Bayesian inference for parameters \theta given data y is conducted via Bayes’ Theorem, which can be written in the form \pi(\theta|y) = \frac{\pi(\theta)\pi(y|\theta)}{\pi(y)}. The denominator \pi(y) = \int_\Theta \pi(\theta)\pi(y|\theta)\,\rm{d}\theta is the evidence. We can regard this as an expectation wrt the prior distribution, \pi(y) = \mathbb{E}_\Theta[\pi(y|\Theta)], so given a sample \{\theta_i|i=1,\ldots,n\} from the prior, we can use the estimate \hat{\pi}(y) = \frac{1}{n}\sum_{i=1}^n \pi(y|\theta_i). Unfortunately, since the likelihood is typically very concentrated relative to the prior, this estimate is often very unstable. Since we often use MCMC to obtain a (approximate) sample from the posterior distribution, it seems promising to instead compute the evidence as an expectation wrt the posterior. We can do that, since \mathbb{E}_{\Theta|y}\left[\frac{1}{\pi(y|\Theta)}\right] = \int_\Theta \frac{\pi(\theta|y)}{\pi(y|\theta)}\,\rm{d}\theta = \int_\Theta \frac{\pi(\theta)}{\pi(y)}\,\rm{d}\theta = \frac{1}{\pi(y)}, leading to the infamous harmonic mean estimator, \tilde{\pi}(y) = \frac{1}{\displaystyle \frac{1}{n}\sum_{i=1}^n \frac{1}{\pi(y|\theta_i)}}, where now the \theta_i are a sample from the posterior. Unfortunately, the harmonic mean estimator is typically also very unstable.

Fortunately, it turns out that there are more stable estimators of the evidence, and this project will be concerned with exploring some of these.

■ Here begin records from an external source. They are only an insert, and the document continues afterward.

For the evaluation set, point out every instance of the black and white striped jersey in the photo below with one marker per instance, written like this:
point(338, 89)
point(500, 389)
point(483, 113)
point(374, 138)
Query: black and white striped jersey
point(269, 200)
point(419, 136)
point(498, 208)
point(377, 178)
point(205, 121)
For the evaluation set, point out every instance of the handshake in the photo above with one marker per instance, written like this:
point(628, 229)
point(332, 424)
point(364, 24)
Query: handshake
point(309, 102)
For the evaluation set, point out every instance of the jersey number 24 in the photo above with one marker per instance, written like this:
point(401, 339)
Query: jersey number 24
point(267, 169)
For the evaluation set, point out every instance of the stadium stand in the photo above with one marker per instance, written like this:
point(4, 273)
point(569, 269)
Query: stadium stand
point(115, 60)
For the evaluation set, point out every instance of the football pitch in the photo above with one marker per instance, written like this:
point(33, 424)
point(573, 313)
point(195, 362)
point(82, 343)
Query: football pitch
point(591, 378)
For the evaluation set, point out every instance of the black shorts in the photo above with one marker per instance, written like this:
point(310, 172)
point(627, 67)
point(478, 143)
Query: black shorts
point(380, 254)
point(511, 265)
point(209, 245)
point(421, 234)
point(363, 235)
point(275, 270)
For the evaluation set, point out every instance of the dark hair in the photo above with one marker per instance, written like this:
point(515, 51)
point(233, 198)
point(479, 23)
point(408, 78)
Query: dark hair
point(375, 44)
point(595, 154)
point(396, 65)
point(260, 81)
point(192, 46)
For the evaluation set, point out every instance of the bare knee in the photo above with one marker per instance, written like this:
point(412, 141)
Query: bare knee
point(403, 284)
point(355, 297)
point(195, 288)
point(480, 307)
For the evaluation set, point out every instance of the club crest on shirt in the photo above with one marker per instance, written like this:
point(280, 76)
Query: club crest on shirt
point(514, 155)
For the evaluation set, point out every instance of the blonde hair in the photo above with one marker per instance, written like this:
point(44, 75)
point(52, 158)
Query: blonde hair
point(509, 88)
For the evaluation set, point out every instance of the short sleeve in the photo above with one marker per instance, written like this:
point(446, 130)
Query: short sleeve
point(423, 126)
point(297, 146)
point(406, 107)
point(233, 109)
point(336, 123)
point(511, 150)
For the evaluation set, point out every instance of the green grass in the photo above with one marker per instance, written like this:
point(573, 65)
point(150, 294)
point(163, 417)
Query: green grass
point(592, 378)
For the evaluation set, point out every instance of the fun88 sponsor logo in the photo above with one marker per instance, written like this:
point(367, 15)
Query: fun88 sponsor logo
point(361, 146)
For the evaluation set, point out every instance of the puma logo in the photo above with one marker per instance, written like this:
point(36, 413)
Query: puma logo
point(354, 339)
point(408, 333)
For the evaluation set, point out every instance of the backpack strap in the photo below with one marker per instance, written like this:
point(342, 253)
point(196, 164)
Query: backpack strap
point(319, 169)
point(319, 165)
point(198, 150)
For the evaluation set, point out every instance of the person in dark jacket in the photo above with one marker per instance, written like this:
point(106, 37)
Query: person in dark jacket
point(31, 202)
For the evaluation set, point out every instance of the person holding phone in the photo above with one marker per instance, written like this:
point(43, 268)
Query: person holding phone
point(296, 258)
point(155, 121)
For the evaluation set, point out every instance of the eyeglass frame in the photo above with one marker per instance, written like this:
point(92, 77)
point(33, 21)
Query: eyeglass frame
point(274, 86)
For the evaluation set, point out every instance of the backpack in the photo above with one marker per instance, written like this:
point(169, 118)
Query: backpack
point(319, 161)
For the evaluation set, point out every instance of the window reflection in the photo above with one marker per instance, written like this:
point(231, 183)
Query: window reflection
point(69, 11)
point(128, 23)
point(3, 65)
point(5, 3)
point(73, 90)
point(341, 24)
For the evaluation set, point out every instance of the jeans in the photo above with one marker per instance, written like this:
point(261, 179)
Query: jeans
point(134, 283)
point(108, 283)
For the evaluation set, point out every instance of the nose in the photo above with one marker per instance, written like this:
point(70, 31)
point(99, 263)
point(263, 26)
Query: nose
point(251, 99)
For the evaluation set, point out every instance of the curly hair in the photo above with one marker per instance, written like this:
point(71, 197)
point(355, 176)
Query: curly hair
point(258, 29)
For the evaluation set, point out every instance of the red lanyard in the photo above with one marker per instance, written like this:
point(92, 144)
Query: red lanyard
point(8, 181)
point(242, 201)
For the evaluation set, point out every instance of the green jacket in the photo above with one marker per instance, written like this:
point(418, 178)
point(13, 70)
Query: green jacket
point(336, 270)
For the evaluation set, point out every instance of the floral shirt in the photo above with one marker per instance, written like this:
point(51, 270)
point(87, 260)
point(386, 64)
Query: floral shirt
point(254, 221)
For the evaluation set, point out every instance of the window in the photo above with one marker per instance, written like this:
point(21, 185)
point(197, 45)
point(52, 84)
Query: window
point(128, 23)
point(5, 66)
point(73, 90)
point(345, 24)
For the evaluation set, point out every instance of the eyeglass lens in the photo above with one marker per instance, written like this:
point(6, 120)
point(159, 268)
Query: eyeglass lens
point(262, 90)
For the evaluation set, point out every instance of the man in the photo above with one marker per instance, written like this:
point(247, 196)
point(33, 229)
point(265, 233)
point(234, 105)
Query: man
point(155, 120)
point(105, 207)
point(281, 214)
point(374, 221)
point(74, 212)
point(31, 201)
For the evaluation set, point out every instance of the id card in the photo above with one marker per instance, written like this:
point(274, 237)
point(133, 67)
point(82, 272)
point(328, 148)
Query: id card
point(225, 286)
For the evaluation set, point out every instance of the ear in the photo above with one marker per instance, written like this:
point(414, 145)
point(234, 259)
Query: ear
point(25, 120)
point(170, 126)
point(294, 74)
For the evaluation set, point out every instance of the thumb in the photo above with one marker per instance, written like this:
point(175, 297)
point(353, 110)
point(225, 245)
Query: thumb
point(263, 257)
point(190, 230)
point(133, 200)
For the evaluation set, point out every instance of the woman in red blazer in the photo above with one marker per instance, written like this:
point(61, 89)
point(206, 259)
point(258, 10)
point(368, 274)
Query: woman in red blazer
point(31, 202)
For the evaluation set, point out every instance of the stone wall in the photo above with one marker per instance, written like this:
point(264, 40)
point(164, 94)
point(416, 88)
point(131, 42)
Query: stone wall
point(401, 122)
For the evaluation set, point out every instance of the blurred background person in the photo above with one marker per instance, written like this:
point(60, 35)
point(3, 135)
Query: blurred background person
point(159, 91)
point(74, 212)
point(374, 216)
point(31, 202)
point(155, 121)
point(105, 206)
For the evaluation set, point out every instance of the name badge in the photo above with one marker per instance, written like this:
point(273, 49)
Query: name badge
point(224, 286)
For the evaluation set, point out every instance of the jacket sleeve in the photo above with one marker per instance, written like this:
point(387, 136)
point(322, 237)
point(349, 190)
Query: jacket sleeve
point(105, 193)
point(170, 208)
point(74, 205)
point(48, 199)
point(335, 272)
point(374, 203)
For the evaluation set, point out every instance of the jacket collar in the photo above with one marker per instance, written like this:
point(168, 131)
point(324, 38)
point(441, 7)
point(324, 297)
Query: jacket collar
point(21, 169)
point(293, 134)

Potential areas for more in-depth study

Stability of the harmonic mean estimator
Chib’s estimator using MCMC output
Bridge sampling
Thermodynamic integration
Estimation using sequential Monte Carlo (SMC)
Nested sampling
Bayesian comparison of (non-nested) models
Computing the evidence of generic probabilistic programs

Pre-requisites

You must have taken Bayesian Computation and Modelling III (MATH3421) at Stage 3. You should be comfortable with programming in R and/or Python.

Some relevant resources

Books

Papers

Chib, S. (1995) Marginal likelihood from the Gibbs output, JASA, 90(432): 1313-1321.
Gelman, A., Meng, X-L. (1998) Simulating normalizing constants: from importance sampling to bridge sampling to path sampling, Statistical Science, 13(12): 163-185.
Friel, N., Pettitt, A. N. (2008) Marginal likelihood estimation via power posteriors, JRSS B, 70(3): 589-607.
Friel, N., Wyse, J (2012) Estimating the evidence – a review, Statistica Neerlandica, 66(3): 288-308.
Del Moral, P., Doucet, A., Jasra, A. (2006) Sequential Monte Carlo samplers, JRSS B, 68(3): 411-436.